Princess Pony Head Vs The Forces of Saint Olga's Academy
by Creative.Names.FTW
Summary: Saint Olga is no saint. I never wanted to see her again, she broke my heart. And if I'm supposed to go to her and Ludo's reform "school", I WILL bring them down with me. Even if it requires dressing up as a guy, enrolling in the guys reform school for wayward princes, seducing an old friend(?). I'll make sure there'll be nothing left for Star. Rated T for references and language.


"...No prison can hold me for long!" I screamed to Star and Marco, eyes widening, voice echoing.

Then I was shoved through the glittering portal, arriving in front of a hell hole.

My father, King Ponyhead, had sent my luggage ahead, knowing my rebellion would be futile.

Well he didn't know shit!

Every Princess knows that Saint Olga's Academy for Wayward princesses was just a coverup for Ludo to destroy our self esteem and powers. And here my idiotic Papa was, signing my soul over along with our kingdom.

I floated along the bloodied halls, sighing dramatically each time I passed by a security camera. I gave a nod to each princess I knew as I pass by the rebels, cursing, spitting, and other various stereotypical "teenage" things to do.

"Yo P.H. !"

"Hey Crystal Pri."

"Heeeey! Ponyhead!"

"Hi Chika Princess."

I blow fire from my nose at the smell of _shame_ and _whore_ mixed together. Bleach blonde hair. Neon green contacts. A red and ravenous crystal flying squirrel by her side. She was decked out in a leather dress, equipped with armor, and a sheathe for her giant battle hammer.

"So you were finally captured, Stuffing?"

She swept her high ponytail back over her right eye, the weirdest and most U-G-L-Y hairstyle ever created.

"Aw, nice to see you've missed me, Whore Olga! Don't worry, I still hate you and your fake little body," I sarcastically winked, then raced forward to impale her dark skinned face.

She grabbed my horn, pulling my mane back with one hand. Then she broke half of my horn off. "Oh it's going to be fun breaking you again."

I snorted again, trying my best to ignore the blood dripping into sight.

Chika princess raced forward, slamming a feathered fist into the wall next to Olga's head. The wall shattered, a branching crater remaining like a glass mirror.

"Oi, oi! What do ye think ya doin to ma friend P.H.?"

Olga scoffed, released her grip, then dragged a finger across my cheek. "Don't think I haven't missed you~"

"Don't think I've forgotten about how you had sex with Tom~" I replied in the same overly sweet tone- relishing her burnt red blush.
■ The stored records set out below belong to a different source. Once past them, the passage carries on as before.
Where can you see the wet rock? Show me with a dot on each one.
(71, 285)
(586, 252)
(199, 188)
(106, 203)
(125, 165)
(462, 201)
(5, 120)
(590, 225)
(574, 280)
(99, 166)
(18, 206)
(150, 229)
The entire hall was a chaotic mess of laughter and taunts. Hey, don't underestimate a couple of girls who have been deprived of their fair share of TV, wifi, and, most especially, freedom.

Chika ushered me into her room, shooing out some girly pop princess room mate, saying she could go stay with the Loch Ness Luch Lady. She slowly sat me down on her bed, pulling out the feather flipper, the Chicken hierarchy heirloom.

"Link the pink, fix the kinks, make the room totally me!" Hers have to somewhat rhyme, so it always sounds like a corny ripoff of a bad poem.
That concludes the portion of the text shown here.